The mast cell has remarkedly diverse functional outputs. These include degranulation,³⁰⁷ formation of the eicosanoid precursor arachidonic acid,^308,309 chemotaxis,³¹⁰ and production of cytokines,^311–313 and all to some degree are dependent on the generation of a calcium signal regardless of stimulant. Some mast cell–activating ligands such as Toll-like receptor ligands can elicit modest production of cytokines in the absence of a calcium signal but this production is markedly enhanced when mast cells are costimulated with antigen that activates the Ca²⁺/calcineurin/NFAT pathway.³¹⁴ Under certain conditions, mast cells can be stimulated to undergo chemotaxis^310,315,316 or produce cytokines³¹⁷ without degranulation. Preferential release of either histamine (a secretory granule constituent) or eicosanoids has been noted with different stimulants^267,318,319 and attributed to differences in the amplitude and duration of the calcium signal.³¹⁹

Examples of coupling of responses to specific components of the calcium signal in mast cells are limited. Early studies indicated that influx of Ca²⁺ from the external medium was absolutely required for degranulation¹¹ and that Ca²⁺ oscillations generated by release of Ca²⁺ from intracellular stores failed to support degranulation in antigen-stimulated RBL-2H3 cells.³⁰¹ Instead, sustained Ca²⁺ oscillations or global increases of [Ca²⁺]_i maintained by Ca²⁺ influx did support degranulation.^309,320 A similar tight dependency on Ca²⁺ influx was noted for the recruitment of protein kinase C and components of the ERK/PLA₂/5-lipoxygenase pathway in RBL cells activated with thapsigargin³⁰⁹ or receptor agonists.³²⁰ Some mast cell stimulants such as agonists of the adenosine A₃ receptor³²¹ and purinergic P2Y receptor³²⁰ elicit transient production of IP3 and release of stored Ca²⁺ without activating influx mechanisms, Ca²⁺-dependent signals, and degranulation. These studies might imply that downstream effectors are most tightly coupled to influx rather than release of Ca²⁺. A complicating factor in relating the calcium signal to specific responses is that Ca²⁺ entry and activation of I_CRAC was found to be an all-or-none reaction in individual cells regardless of concentration of stimulant.³²⁰ Therefore, the typical concentration-response curves for cell populations may reflect an increasing proportion of cells responding in an all-or-none fashion.

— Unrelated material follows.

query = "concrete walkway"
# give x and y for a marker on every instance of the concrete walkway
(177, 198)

The observations to date do not adequately explain how information is transmitted through the calcium signal to direct mast cells to respond in a particular manner to a given stimulant. This is still largely uncharted territory that needs to be examined at a level that, for example, has been described recently for fibroblast migration where “calcium flickers” guide migration down PDGF gradients.³²² Our suspicion is that the details will lie in the spatiotemporal aspects of the calcium signal as outlined in the previous subsection.

XI. CONCLUDING COMMENTS

We have highlighted several issues that will likely guide future research on calcium signaling, especially in regard to the mast cell. These include the temporal and spatial aspects of the calcium signaling and how these relate to specific cellular responses to agonists; how and where channel proteins and their regulatory partners might be recruited to specialized microdomains within membranes; the mechanisms of coordination of these regulatory microdomains that shape the profile and dynamics of the calcium signal; and the potential flexibility of calcium signaling as, for example, the combinatorial arrangements of Orai proteins and TRPCs that might fine-tune influx to fit the particular needs of the cell. Much has been accomplished in recent years in defining the individual components of calcium signaling, but to gain a more global perspective of the signaling process, mathematical modeling of calcium signaling in mast cells has been attempted^161,323 and may be a useful start in this direction. The mast cell has proved to be a useful experimental model for studies of calcium signaling and much primary information has been gained from studies with this cell in the past 40 years. The diversity of its receptors and responses to different stimuli are an additional asset in examining how calcium signals communicate information for specific responses.